Österreichischer Porträt- und Genremaler des neunzehnten Jahrhunderts: Alois Heinrich Priechenfried.
Alois Heinrich Priechenfried wurde am 25. Juni 1867 in Wien, Gemeinde Gumpendorf, geboren und starb am 24. März 1953 in Wien. Er war ein österreichischer Porträtmaler des Naturalismus und wurde auch als Vergolder ausgebildet. Zu seiner Zeit erhielt er hohe Anerkennung für seine Rabbinerporträts. Priechenfried arbeitete ab dem Jahr 1881 als Vergolder im Betrieb seines Vaters, Alois Michael Priechenfried. Seine künstlerische Ausbildung absolvierte er von 1884 bis 1885 als Gaststudent an der Wiener Akademie der bildenden Künste bei Professor Christian Griepenkerl. Nach mehreren Aufenthalten in München, Deutschland, lebte er bis zu seinem Tod im Kauerhof in der Diefenbachgasse 12 im 15. Am 28. Juni 1896 wurde Alois Heinrich Priechenfried das Bürgerrecht der Stadt Wien verliehen.
Seine Werke wurden in renommierten Auktionshäusern wie Bonhams, Christies und Sothebys versteigert.
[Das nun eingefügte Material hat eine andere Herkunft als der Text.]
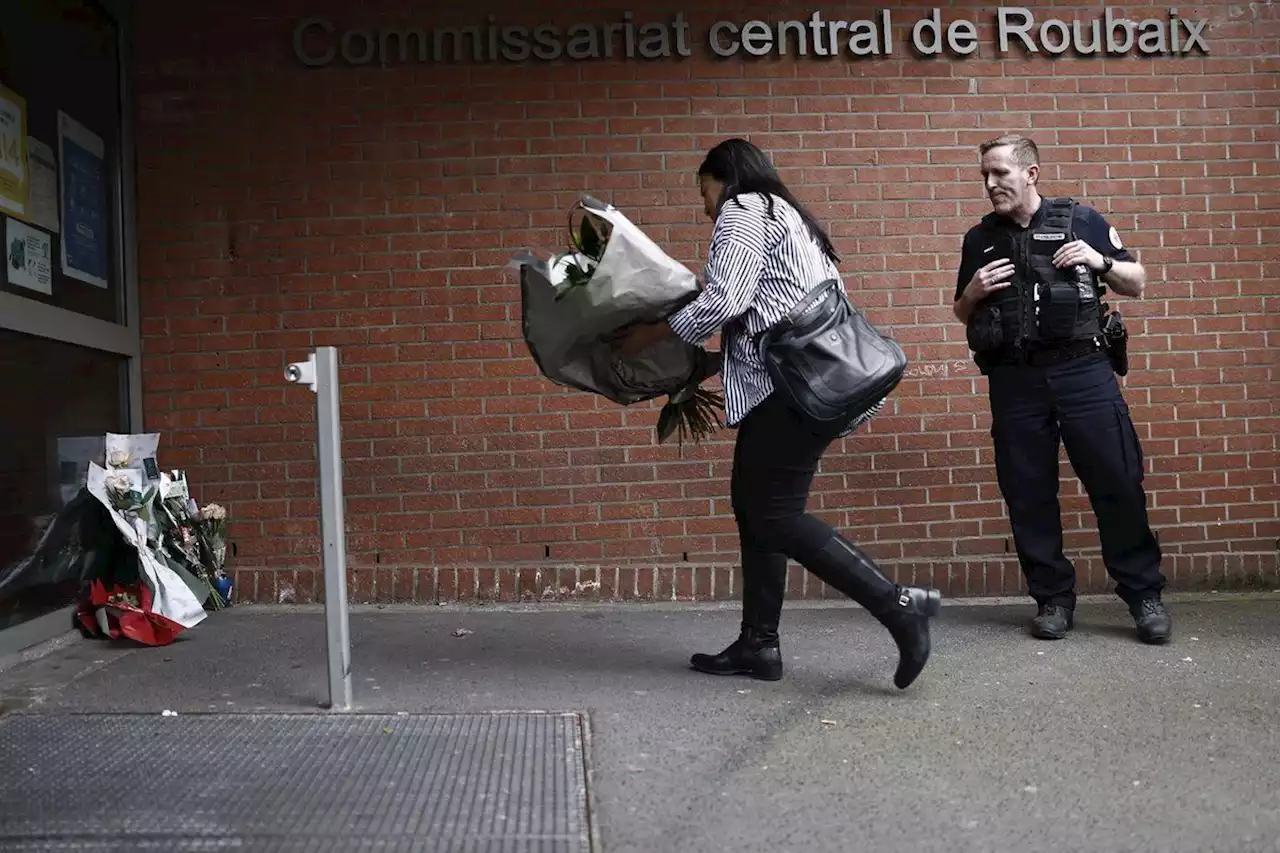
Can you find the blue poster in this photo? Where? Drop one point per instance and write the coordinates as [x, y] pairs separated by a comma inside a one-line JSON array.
[[83, 183]]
Ein Großteil der jüdischen Kunst von Priechenfried konzentrierte sich auf die stille Betrachtung der heiligen Schriften und der Synagoge durch polnische chassidische Rabbiner Innenräume. Alois Michel Priechenfried, der Vater des Künstlers, war von Beruf Vergolder. Die Vergoldung ist eine dekorative Technik, bei der eine sehr dünne Goldschicht auf feste Oberflächen wie Metall, Holz, Porzellan oder Stein aufgetragen wird. Er heiratete Anna Hackensoellner und das Paar hatte drei Kinder, August Franz, Georg und Alois. Alois Heinrich Priechenfried wurde am 25. Juni 1867 im Wiener Bezirk Gumpendorf geboren. Als Alois vierzehn Jahre alt war, trat er in die Fußstapfen seines Vaters und absolvierte eine Ausbildung und Arbeit als Vergolder. Im Alter von siebzehn Jahren schrieb er sich für ein Jahr als Gaststudent an der Wiener Akademie der bildenden Künste ein.
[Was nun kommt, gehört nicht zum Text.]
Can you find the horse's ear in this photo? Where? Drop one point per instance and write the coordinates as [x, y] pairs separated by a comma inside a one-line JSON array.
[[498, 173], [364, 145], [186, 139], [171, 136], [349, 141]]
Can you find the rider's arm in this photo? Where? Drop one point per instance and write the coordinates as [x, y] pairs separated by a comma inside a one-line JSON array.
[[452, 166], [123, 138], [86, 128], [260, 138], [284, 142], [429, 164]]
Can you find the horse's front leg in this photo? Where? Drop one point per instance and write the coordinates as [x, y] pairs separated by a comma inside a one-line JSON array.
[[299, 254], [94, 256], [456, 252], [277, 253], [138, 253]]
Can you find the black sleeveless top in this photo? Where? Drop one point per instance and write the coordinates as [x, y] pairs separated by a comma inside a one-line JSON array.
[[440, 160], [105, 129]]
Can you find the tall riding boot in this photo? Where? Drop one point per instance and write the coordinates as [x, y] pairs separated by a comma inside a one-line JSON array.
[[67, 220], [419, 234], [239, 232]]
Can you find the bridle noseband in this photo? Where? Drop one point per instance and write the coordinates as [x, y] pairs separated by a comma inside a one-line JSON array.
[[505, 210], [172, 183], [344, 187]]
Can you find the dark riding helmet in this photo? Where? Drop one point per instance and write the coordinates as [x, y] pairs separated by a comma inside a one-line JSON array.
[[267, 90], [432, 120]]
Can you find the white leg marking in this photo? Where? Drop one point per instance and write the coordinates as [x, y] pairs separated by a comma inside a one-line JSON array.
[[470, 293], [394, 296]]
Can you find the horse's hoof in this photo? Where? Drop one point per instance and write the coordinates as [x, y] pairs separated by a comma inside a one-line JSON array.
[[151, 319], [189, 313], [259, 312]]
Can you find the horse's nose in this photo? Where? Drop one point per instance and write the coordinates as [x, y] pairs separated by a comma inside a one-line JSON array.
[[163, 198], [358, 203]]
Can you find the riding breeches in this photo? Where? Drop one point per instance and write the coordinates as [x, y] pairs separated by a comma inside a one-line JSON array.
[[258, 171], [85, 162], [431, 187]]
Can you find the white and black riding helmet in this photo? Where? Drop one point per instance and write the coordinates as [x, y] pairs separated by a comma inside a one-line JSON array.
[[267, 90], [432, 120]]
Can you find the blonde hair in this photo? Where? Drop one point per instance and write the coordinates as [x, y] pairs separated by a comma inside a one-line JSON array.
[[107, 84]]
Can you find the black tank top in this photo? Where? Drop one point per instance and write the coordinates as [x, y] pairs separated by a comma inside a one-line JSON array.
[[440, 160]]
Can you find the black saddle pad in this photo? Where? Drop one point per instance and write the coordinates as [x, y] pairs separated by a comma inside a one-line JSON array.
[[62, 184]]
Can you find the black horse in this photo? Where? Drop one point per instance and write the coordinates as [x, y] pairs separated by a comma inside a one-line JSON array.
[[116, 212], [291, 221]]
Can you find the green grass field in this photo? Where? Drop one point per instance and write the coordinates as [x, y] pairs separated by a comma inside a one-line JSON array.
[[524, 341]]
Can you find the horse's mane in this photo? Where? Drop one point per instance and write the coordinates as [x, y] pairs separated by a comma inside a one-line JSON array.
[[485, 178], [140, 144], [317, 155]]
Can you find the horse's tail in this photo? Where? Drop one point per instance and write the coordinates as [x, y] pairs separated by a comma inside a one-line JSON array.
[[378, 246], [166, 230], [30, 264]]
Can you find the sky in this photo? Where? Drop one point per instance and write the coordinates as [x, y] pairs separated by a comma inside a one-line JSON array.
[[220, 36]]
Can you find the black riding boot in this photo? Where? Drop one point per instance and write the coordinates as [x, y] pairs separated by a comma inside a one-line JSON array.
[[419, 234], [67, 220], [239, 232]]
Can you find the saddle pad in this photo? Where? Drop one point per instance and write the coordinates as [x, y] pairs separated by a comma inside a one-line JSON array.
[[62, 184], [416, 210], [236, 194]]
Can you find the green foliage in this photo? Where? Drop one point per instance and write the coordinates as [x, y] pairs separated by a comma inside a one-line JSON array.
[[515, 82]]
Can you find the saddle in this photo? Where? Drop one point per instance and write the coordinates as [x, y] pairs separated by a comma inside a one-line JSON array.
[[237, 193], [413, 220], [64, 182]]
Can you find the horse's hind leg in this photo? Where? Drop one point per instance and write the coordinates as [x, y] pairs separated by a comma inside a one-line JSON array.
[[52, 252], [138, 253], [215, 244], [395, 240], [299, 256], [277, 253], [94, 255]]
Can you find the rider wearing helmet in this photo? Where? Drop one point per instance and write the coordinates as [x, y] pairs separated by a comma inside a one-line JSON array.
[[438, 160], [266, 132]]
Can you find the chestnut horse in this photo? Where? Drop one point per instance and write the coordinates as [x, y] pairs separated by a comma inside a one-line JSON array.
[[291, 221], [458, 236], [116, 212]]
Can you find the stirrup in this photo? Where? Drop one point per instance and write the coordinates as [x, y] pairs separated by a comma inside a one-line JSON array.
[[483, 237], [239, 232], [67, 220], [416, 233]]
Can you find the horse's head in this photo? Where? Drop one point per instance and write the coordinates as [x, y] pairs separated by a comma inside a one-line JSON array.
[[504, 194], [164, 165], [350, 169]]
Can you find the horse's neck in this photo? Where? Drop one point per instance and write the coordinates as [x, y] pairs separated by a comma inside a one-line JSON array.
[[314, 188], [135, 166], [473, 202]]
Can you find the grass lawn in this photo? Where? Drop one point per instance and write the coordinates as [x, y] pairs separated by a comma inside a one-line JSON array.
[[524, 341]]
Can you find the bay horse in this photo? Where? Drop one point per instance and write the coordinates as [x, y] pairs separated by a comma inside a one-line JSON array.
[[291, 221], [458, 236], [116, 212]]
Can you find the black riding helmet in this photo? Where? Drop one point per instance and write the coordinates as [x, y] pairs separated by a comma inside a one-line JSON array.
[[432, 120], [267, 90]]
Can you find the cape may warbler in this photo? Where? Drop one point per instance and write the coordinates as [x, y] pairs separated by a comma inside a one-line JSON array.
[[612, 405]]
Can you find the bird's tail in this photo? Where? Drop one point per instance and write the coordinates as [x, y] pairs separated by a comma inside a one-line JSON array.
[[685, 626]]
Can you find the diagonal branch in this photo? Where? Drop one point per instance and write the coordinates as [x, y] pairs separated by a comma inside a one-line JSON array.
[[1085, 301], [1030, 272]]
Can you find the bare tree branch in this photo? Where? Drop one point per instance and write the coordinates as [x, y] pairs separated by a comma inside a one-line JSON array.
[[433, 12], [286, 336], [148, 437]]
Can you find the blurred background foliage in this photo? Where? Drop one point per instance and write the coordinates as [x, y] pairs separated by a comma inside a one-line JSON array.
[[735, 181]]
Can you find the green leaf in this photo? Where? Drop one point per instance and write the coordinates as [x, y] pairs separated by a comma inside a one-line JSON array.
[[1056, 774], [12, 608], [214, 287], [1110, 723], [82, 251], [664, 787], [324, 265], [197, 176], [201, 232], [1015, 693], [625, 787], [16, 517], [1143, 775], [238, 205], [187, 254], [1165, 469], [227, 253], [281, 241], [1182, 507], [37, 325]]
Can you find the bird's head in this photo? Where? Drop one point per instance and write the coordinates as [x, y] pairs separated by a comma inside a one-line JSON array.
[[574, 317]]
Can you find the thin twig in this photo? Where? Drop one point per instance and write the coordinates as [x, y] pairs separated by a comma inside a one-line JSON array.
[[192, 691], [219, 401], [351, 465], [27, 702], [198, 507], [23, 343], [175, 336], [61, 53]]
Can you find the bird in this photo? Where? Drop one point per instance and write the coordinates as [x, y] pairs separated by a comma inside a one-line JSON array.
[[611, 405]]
Einer seiner Professoren an der Akademie war der deutsche Maler Christian Griepenkerl. Griepenkerl war 1874 als Professor an die Akademie der bildenden Künste Wien berufen worden, drei Jahre später übernahm er die Leitung der dortigen Spezialschule für Historienmalerei. Griepenkerl spezialisierte sich auf allegorische Darstellungen mit Themen aus der klassischen Mythologie und der Porträtmalerei. Er unterrichtete viele der bedeutendsten Maler seiner Zeit, darunter Egon Schiele und Anton Peschka, doch seine Lehrmethoden und die der Akademie wurden von vielen jungen Studenten als antiquiert und zu konservativ angesehen, so dass viele die Akademie verließen und die Neue Kunst Gruppe gründeten, die ihren eigenen Stil ohne akademische Zwänge pflegte. Christian Griepenkerl wurde später berühmt, weil er 1907 Adolf Hitlers Antrag auf Aufnahme in die Akademie mit der Begründung ablehnte, Hitlers Bewerbungsstück sei sowohl einfallslos als auch unbefriedigend. Alois heiratete 1890 eine Emile Aurelia Watzek, eine Jugoslawin, und das Paar hatte acht Kinder. Wie auf dem obigen und den folgenden Gemälden zu sehen ist, schuf er auch zahlreiche Genrebilder. Priechenfried verbrachte viele Abschnitte seines Lebens in München, kehrte aber immer wieder in sein geliebtes Wien zurück. Alois Heinrich Priechenfried starb am 24. Mai 1953 in seinem Haus in der Diefenbachgasse im Wiener Bezirk Rudolfsheim-Fünfhaus, der am nördlichen Ufer des Flusses Wien liegt. Er war 85 Jahre alt. Er ist einer von vielen großen österreichischen Genrekünstlern wie Leopold Gottlieb, Maurycy Gottlieb, Isidor Kaufmann, Lazar Krestin, Leopold Pilichowski und Itshak Holtz.